To demonstrate the generality of the stimuli-responsive liposome platform for other detection modalities besides fluorescence, Gd-DTPA, a widely used T1-weighted MRI contrast agent, was loaded into stimuli-responsive liposomes for MRI detection of cocaine. Different concentrations of cocaine samples (0–1000 μM) were added to trigger the target specific structure switching of the aptamer to release the DNA–PLA2 conjugate into solution. The released PLA2 was mixed with Gd-liposomes and incubated at room temperature for 1 h. The PLA2-treated Gd-liposomes were centrifuged, and the supernatant was collected for MRI data by using an Allegra 3T MRI scanner (Figure S5).
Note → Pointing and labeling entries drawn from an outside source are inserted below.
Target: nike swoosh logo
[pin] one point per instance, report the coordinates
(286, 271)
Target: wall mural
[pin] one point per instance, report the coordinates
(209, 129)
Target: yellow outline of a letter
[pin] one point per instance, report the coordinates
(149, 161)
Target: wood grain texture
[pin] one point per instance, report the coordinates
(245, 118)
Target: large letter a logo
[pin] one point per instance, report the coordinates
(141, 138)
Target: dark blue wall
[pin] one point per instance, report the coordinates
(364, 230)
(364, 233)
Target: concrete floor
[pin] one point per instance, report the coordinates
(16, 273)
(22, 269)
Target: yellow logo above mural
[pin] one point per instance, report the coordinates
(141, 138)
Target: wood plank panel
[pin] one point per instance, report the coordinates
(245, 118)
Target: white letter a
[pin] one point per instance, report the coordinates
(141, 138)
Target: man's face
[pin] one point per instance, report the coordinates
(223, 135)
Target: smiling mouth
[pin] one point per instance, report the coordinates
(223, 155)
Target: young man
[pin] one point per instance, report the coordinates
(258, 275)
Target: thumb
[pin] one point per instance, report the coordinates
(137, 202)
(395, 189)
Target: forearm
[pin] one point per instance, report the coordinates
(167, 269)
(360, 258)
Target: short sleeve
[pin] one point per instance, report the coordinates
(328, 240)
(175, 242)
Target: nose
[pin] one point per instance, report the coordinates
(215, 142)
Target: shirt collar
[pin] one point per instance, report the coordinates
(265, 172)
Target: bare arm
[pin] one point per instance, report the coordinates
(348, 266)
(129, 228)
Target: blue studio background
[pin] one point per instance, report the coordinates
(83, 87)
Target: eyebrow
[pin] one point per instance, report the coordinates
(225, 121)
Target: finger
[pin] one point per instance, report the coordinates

The T1-weighted MRI images obtained at different inversion times were used to estimate T1 relaxation time for samples of different cocaine concentrations. Quantitative analysis was achieved by plotting T1 relaxation time with corresponding cocaine concentration. The addition of cocaine decreased the T1 relaxation time from ∼2430 ms in the presence of 50 μM cocaine to ∼1970 ms in the presence of 1000 μM cocaine (Figure S6a). The percentage of T1 change profile indicated that there was a ∼20% average T1 change after the treatment of 1000 μM cocaine (Figure c). The selectivity of cocaine detection using this stimuli-responsive liposome platform was tested by measuring the T1 response toward 1000 μM cocaine, adenosine, and glucose (Figures d and S6b). The addition of cocaine decreased the average T1 by ∼21% (from ∼2490 to ∼1970 ms), while the addition of the same concentration of adenosine and glucose only changed T1 by ∼2.8% (to ∼2420 ms) and ∼4.4%,(to ∼2380 ms), respectively. Although this cocaine aptamer has shown good selectivity over adenosine and glucose, it has been reported that this cocaine aptamer may bind quinine derivatives.[30,31] This poor selectivity can be improved by performing SELEX employing “negative selection” to remove sequences that bind quinine derivatives. Despite this issue, the sensing system design can be applied to detect other targets selectively, as long as the corresponding aptamer displays the required selectivity. Furthermore, at an inversion time of 800 ms and repetition time of 2000 ms, the T1-weighted MRI of different samples under increased cocaine concentration from left to right changed from dark (left: no cocaine) to brighter (in the presence of 1000 μM of cocaine), showing the contrast of the T1-weighted images increased with the addition of different concentrations of cocaine (Figure e). The observation is consistent with the trends of the T1 change, suggesting that a ∼20% T1 change can provide a significant contrast change for potential diagnostic applications.

Conclusions

In conclusion, we have developed a stimuli-responsive liposome platform that is responsive to external small molecular stimuli by using aptamer and PLA2 enzyme. The use of DNA–PLA2 conjugate provided a link between the target recognition ability from aptamer and the signal production ability from liposome. As a proof-of-concept, fluorescence and MRI detection were demonstrated by loading uranin and Gd-DTPA into liposomes as signaling agents. The liposome platform can achieve low-micromolar sensitivity for fluorescence detection and a ∼50 μM detection limit for MRI detection, which is comparable to previously reported methods,[21,32,33] indicating the compatibility of this platform for different detection modalities. Aptamers that have much stronger affinity for other targets can be employed,[34−36] which will allow this system with much higher sensitivity. Furthermore, because the aptamer–PLA2 trigger-release mechanism is compatible with different functional DNAs, the target-responsive liposome system can be easily applied to other aptamers and DNAzymes. The broad scope of this reported strategy to various small molecular targets as well as imaging agents would allow a wide range of potential diagnostic and therapeutic applications.